The architecture of Cocoa is truly stunning- the island looks like the location for the perfect Vogue editorial.  Giant wooden swings and silk French chaise longues populate the island like works of art.  The rooms provide a luxury reserved for the super-rich.  We stayed at a loft villa, which was nothing short of breathtaking.  From the high ceiling, a large wooden fan slowly spins above a spacious living room, where the entire back wall is giant glass window onto the stretching aquamarine below.  Here, friendly crabs, ray and baby black-tipped sharks, swim only feet away from the steps of your balcony.

In fact, it’s the natural environment that makes the Maldives so special.  You can find white sandy beaches anywhere, but the Maldives are alive:  Geckos and lizards on the ground, bats in the trees, herons and water hens in the air, turtles and hermit crabs on the beach and lionfish and coral in the sea.  There are few destinations left in the world so populated with so many wild and beautiful species.

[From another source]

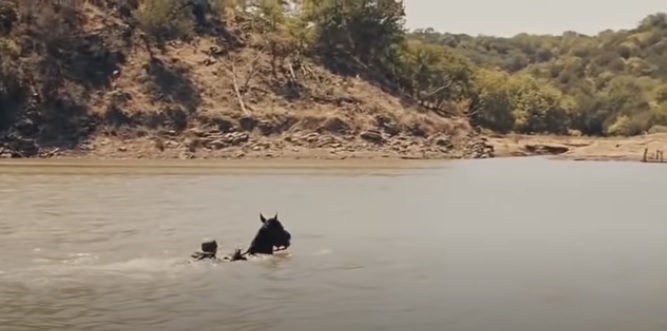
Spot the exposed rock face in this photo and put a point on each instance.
(543, 149)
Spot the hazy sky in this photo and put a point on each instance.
(510, 17)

The breakfasts at Ufaa, the only restaurant on the island, are a gastronomic experience.  There are no substitutes or compromises on quality here, with fresh tropical fruit on home-made yoghurt, freshly baked banana bread, waffles, bacon pancakes, and coffee to die for.  Dinner in the evening is a semi-sophisticated affair that has an undeniable colonial feel.  When the sun has disappeared, the island is drowned in darkness and the local staff, clad in white linen uniforms, take your order in perfect English but with a soft Indian accent. You could be dining with the Maharajah at the turn of the 20th century.  As for the food, you are set up for a nightly culinary delight.  Some might see the particularly creative menus as a negative.   Almost every dish is a paragraph long on the menu and the food could probably benefit from a bit more simplicity: the sauces were very rich and the combinations of flavours, while creative, didn’t always work.

Other than eating and world-class diving, the main activity that Cocoa provides is pampering.   Sessions in the award-winning Como Shambala Spa range from around €80 to €150 for an hour and cover pretty much everything you can think of: massages, wraps, body scrubs, facials and pedicures, you could spend a fortune and an age in the Spa and not have the same treatment twice.  That’s either a really good thing or a bad thing: I‘m not sure which.

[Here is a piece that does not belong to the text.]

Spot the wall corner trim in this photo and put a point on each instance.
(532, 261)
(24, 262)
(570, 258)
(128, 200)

Depending on your outlook, the possible drawback of the serenity of Cocoa Island is that, aside from some excellent diving (though suited more toward intermediate divers), there is very little to do.  Cocoa island is a retreat designed with one thing in mind: Relaxing.  The problem with that is that weather in the Maldives can be unpredictable and spending around €1,000 a night to stay in a beautiful room while it rains outside can be a depressing experience.  For this reason, you should really only book from the end of October onwards if you want to be reasonably sure of sunny weather.  The rainy season is from May to October and, while there are some bargains to be had if you book during this period, you’ll be taking a sizeable risk.

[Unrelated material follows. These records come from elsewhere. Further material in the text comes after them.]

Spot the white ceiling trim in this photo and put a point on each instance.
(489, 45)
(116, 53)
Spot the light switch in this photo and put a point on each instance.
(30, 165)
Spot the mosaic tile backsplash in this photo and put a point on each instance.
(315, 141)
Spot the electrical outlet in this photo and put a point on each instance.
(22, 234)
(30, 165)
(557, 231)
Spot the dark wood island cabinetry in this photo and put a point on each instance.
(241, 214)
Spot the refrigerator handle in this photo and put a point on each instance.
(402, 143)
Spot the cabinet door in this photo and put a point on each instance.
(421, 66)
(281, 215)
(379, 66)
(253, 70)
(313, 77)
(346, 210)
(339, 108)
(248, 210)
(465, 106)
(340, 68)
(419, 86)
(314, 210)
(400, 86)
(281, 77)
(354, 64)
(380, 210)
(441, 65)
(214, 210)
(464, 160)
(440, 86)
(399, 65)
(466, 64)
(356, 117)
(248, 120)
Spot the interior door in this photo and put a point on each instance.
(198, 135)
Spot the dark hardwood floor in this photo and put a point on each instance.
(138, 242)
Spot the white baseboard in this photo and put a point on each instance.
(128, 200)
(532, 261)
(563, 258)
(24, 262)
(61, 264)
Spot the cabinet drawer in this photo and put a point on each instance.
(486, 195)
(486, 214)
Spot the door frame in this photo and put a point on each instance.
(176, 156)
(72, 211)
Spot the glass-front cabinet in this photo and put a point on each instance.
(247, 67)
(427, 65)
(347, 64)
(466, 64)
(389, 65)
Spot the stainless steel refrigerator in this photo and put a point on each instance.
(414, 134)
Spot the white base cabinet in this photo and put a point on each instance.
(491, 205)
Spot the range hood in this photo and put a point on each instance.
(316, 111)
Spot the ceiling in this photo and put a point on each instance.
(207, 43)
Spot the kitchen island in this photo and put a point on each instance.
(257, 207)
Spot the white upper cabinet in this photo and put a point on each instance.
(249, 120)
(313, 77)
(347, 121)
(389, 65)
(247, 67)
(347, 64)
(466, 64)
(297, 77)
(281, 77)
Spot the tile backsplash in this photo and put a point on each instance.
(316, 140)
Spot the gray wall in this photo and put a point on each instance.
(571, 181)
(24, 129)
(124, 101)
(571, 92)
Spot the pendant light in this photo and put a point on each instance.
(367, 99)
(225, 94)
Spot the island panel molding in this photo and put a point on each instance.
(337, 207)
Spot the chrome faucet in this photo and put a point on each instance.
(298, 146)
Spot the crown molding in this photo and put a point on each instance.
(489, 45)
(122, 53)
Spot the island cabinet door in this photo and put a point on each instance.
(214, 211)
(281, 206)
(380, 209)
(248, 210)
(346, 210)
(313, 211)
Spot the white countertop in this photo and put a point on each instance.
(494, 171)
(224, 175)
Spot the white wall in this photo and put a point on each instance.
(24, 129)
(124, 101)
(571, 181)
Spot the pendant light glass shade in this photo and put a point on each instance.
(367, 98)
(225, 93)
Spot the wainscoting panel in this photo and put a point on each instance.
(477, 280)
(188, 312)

Sadly, a trip to the Republic of Maldives is a once in a lifetime experience in more than one sense: rising sea levels threaten the entire region.   By 2100, it’s estimated that the islands as we know them, will be gone.  The country needs as much tourism now as it can get because the entire population, most of which lives in poverty, will have to repatriated to nearby countries.  So buy a dress in Oxfam, cancel the wedding singer and cut your guest list in half, whatever you have to do to make your dream holiday come true.  Paradise needs you.